It’s a story that we’ve been wanting to write for a while. Whilst planning and researching for this page, we came across an article that appeared in the September 1962 edition of the US magazine Automobile Engineer.

It’s fairly long, but, comprehensive read.


In view of the considerable success of the ADO 15 vehicles, which have been introduced in the last three years by the British Motor Corporation, it has been obvious that a range of larger cars of similar layout, designed by the same team, headed by Alec Issigonis, would follow. This now-familiar arrangement – a transversely installed, in-line engine built integrally with the transmission unit; front-wheel drive and a long wheelbase; independent suspension, with rubber springs and small-diameter wheels offers considerable benefits in terms of road-holding, performance, fuel economy and the ratio of the interior to overall volume of the car. A factor that has contributed to both the excellent road-holding and the high efficiency in terms of space utilisation has been the use of Moulton cone-type, rubber springs for the road wheels – they occupy a relatively small space by comparison with that required for orthodox steel springs, and their progressive-rate characteristics can be brought closer to the ideal than could those of the conventional springs.
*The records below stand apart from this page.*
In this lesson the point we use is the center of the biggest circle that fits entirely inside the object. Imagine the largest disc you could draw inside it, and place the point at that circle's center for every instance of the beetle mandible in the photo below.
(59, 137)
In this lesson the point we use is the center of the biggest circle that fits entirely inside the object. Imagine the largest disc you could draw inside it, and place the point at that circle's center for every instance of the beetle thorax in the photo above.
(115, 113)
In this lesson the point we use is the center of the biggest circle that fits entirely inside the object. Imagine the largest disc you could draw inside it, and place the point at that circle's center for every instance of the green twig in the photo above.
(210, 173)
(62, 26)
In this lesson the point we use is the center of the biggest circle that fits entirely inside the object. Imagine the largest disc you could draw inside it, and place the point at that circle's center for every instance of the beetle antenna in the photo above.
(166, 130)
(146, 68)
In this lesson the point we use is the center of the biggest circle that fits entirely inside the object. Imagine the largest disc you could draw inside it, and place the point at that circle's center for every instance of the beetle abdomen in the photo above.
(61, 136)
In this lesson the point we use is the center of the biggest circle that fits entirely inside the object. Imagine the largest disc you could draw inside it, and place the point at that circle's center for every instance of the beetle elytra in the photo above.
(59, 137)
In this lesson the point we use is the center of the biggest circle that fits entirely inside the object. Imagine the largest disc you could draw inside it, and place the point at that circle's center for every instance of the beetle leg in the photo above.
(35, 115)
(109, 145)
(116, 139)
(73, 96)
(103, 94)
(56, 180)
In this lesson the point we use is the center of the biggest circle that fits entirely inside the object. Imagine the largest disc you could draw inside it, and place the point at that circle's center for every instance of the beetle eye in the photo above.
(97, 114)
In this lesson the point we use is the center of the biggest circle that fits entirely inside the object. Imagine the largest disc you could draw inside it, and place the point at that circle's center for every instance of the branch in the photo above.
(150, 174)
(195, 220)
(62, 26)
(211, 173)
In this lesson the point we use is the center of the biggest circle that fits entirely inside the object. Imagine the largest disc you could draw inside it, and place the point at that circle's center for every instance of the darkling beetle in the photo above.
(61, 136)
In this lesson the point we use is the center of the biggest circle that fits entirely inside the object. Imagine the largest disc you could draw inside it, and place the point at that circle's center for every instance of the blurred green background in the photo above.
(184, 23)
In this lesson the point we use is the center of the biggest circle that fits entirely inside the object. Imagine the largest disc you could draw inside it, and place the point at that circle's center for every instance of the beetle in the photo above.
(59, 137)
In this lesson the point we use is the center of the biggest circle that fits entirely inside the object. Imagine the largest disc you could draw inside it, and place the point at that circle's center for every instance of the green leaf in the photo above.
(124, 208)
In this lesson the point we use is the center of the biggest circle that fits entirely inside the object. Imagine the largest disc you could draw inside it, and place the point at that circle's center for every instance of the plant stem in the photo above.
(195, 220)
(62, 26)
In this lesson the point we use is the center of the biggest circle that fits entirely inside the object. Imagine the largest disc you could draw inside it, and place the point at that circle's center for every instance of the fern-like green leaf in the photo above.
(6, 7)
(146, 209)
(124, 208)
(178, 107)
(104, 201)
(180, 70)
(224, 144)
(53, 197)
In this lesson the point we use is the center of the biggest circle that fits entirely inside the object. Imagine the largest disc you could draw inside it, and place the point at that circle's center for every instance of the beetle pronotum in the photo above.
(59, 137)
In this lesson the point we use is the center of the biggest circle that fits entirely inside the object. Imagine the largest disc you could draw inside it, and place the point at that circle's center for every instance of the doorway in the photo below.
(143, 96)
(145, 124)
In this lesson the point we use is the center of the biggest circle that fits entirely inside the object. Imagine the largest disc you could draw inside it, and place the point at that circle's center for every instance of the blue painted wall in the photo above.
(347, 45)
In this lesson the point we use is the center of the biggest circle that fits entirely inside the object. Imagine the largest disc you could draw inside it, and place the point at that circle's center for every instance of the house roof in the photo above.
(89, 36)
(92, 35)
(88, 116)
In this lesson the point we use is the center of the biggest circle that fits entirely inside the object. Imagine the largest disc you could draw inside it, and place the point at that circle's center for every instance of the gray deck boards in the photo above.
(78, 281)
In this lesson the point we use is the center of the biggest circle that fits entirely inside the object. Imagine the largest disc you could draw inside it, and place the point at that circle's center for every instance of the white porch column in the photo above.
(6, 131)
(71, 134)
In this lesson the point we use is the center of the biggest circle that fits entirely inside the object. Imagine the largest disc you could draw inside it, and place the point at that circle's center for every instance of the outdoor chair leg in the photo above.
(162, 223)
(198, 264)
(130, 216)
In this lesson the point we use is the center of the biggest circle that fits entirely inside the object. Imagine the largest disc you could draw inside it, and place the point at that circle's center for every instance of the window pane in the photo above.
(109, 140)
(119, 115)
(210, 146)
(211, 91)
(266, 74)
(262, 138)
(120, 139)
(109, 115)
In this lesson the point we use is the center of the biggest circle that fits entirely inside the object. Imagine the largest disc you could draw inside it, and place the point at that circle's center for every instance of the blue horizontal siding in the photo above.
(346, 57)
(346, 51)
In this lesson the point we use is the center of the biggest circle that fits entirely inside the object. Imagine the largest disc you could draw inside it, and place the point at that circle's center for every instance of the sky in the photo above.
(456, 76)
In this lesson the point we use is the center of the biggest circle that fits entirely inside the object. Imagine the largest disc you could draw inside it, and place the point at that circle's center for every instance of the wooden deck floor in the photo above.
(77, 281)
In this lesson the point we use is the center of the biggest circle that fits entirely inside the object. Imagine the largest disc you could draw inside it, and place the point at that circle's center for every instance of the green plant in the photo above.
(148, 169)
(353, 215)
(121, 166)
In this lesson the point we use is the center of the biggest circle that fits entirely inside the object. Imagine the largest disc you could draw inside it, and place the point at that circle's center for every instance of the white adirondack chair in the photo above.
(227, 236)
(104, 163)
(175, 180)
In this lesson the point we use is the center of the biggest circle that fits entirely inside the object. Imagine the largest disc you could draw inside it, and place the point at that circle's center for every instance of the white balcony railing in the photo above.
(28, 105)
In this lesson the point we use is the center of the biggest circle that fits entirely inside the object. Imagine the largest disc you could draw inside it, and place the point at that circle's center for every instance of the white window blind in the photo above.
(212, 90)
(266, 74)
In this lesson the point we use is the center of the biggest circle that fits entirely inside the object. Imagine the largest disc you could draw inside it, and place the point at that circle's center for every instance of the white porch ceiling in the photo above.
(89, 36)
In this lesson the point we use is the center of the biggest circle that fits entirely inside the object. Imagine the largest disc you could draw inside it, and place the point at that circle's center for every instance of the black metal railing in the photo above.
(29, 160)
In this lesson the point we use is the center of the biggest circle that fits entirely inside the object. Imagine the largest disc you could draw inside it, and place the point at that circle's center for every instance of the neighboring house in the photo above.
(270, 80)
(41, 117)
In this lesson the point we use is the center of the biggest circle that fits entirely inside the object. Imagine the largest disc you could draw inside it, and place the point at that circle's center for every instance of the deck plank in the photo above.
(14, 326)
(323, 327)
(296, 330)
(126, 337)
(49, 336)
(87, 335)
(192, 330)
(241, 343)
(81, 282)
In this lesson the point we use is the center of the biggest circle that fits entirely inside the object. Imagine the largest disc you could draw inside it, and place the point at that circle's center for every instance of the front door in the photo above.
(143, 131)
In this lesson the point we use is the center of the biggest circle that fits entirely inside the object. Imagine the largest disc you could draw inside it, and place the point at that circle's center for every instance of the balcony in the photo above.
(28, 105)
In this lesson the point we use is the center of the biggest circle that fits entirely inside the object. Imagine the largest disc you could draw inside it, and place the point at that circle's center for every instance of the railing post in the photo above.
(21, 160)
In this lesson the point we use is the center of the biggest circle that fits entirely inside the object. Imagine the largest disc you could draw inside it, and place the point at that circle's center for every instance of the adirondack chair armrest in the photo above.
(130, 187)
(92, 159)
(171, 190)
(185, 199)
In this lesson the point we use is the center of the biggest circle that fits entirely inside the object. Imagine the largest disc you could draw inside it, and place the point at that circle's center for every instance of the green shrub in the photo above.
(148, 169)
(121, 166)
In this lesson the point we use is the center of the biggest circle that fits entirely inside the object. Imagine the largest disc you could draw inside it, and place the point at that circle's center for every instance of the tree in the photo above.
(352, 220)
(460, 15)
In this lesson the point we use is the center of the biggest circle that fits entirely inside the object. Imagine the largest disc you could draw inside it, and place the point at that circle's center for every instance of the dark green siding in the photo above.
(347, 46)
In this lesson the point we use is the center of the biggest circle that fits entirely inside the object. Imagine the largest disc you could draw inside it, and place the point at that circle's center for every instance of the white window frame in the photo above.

The larger car now introduced, the ADO 16, is to be known to the general public as the Morris 1100, and it is described later in this issue. From the technical viewpoint, its most interesting feature is the ingenious system of hydraulically interconnected rubber springs — also of Moulton design – which are hardly less compact than those of the ADO 15. The standards of road-holding and ride afforded by this layout have already been the subject of wide acclaim. The layout, termed the Hydrolastic suspension system, was developed through the collaboration of three organisations – British Motor Corporation Ltd. Moulton Developments Ltd, and Dunlop Rubber Co. Ltd. In each car there are two separate, identical systems, one for the left- and one for the right-hand pair of wheels: there are no levelling mechanisms, pumps or accumulators, and no need for adjusting headlamp angle to compensate for vehicle loading; the two systems are pressurised by the weight of the car. The cost is said to be comparable to that of an orthodox springing and damping system on a car with all-independent suspension.